His ploy might have worked that week if the temperatures had risen above 40 (it was late May), if it had been frostbite-safe to remove my ski cap at least while sleeping, if I hadn’t twitched at every sound in the night—including my husband’s—and had found a way to appreciate what life was like before plumbing entered the world and changed everything.
Day Four of Creation (I think it was): And God said, “Let there be flush toilets and bathrooms with doors on them. And He saw that it was very good.”
I toughed it out (if you don’t count the tears) through the indignities and the mayfly hatch, through the damp and cold, the unforgiving rocks, indescribables floating in the water, and the lack of anything remotely resembling comfort. I tried to fix my gaze on whatever my husband pointed toward out there across the water or deeper into the woods. I prayed my way through one miserable shiver after another.
As I stumbled out of the wilderness on the last day of our trip, back into the warm, seductive embrace of civilization, my writer-brain vowed, “I have to get a book out of this someday.”
A few years later, my husband almost didn’t make it home from a canoe trip he took with one of our sons. The rescue plane arrived with only minutes to spare to snatch him from the edge of eternity. When the trauma receded, our relationship readjusted, and we could tell the story without shuddering, I knew I’d have to get a book out of that someday.
I’ve stored a good supply of practice novellas and partially-written full-length novels on my computer. But when the what-ifs began for the novel They Almost Always Come Home, something akin to an electrical current pulsed through me.

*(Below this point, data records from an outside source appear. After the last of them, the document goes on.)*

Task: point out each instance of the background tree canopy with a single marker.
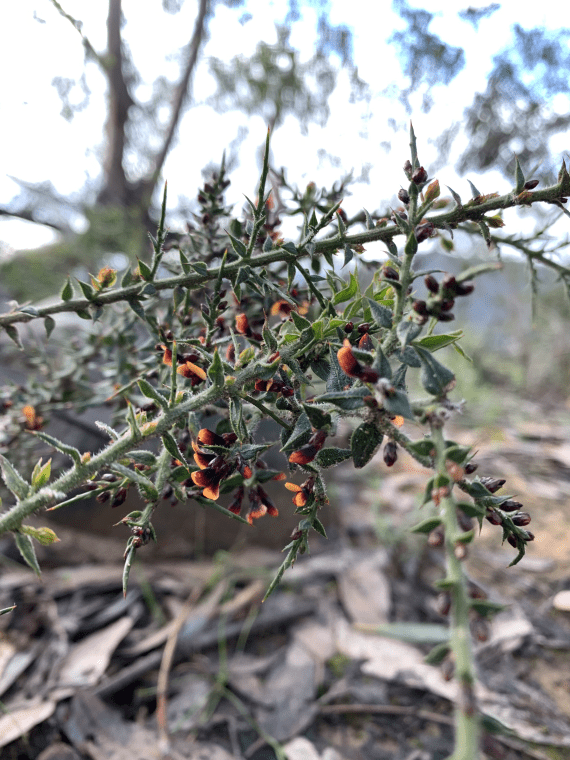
(170, 89)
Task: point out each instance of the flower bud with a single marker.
(479, 629)
(431, 283)
(424, 231)
(443, 603)
(120, 497)
(390, 273)
(419, 176)
(390, 453)
(460, 551)
(404, 196)
(464, 288)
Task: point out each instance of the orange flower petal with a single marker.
(256, 513)
(300, 499)
(212, 492)
(167, 358)
(190, 370)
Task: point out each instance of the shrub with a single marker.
(223, 329)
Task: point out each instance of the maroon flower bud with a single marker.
(431, 283)
(510, 506)
(419, 176)
(404, 196)
(460, 551)
(493, 484)
(352, 367)
(390, 453)
(521, 519)
(436, 537)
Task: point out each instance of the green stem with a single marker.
(265, 410)
(467, 727)
(311, 285)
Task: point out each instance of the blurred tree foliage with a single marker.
(514, 114)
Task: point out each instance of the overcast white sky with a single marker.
(39, 145)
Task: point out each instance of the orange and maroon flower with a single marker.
(302, 492)
(352, 367)
(191, 372)
(33, 420)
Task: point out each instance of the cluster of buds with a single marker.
(352, 367)
(260, 504)
(441, 298)
(512, 508)
(309, 451)
(274, 386)
(215, 467)
(33, 420)
(110, 489)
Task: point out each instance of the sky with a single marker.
(39, 45)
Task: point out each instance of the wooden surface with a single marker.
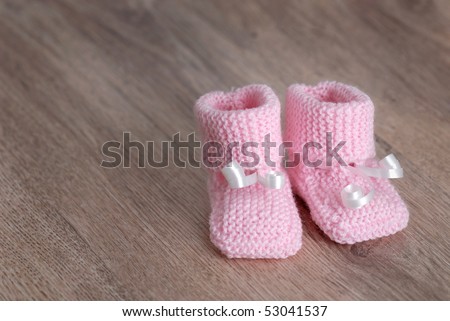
(75, 74)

I knew it was a story that would cost me emotionally to write, which made me sense it could very well be an assignment rather than merely an idea.
I what-iffed a plot about a woman whose husband fails to return home from his canoe trip, foiling her plans to leave him. She can’t leave him if she can’t find him. I what-iffed a wall of sorrow between them and invented a desperation I know my readers will recognize.
Plunging into the tangled layers of the story like main character Libby plunged headlong into the undergrowth of an unfamiliar wilderness, I ached with her, scraped my knees when she did, felt the lump in my throat that kept her from swallowing, breathing.
And when she saw the humor in a ridiculously grievous moment, so did I.
Libby’s story landed in my lap(top) after years of writing short fiction for radio drama, years of classes and conferences and critique groups and books on the craft of writing. I guess I had to grow up enough to really listen to what she had to say and tell the truth about her story, even when some of the words overlap with mine.
A scene from the Bible that gets me right here (she said as she tapped her fist into her chest) is when David is handed all the materials he needs to offer a sacrifice to the Lord. He refuses the freebies and insists he can’t offer the Lord “that which cost (him) nothing” (II Samuel 24:24).
I believe that’s one of the secrets of creating a novel that wiggles its way out of the file in which it’s hiding and into print. As an author, I can’t offer Him—or my readers—something that cost me nothing.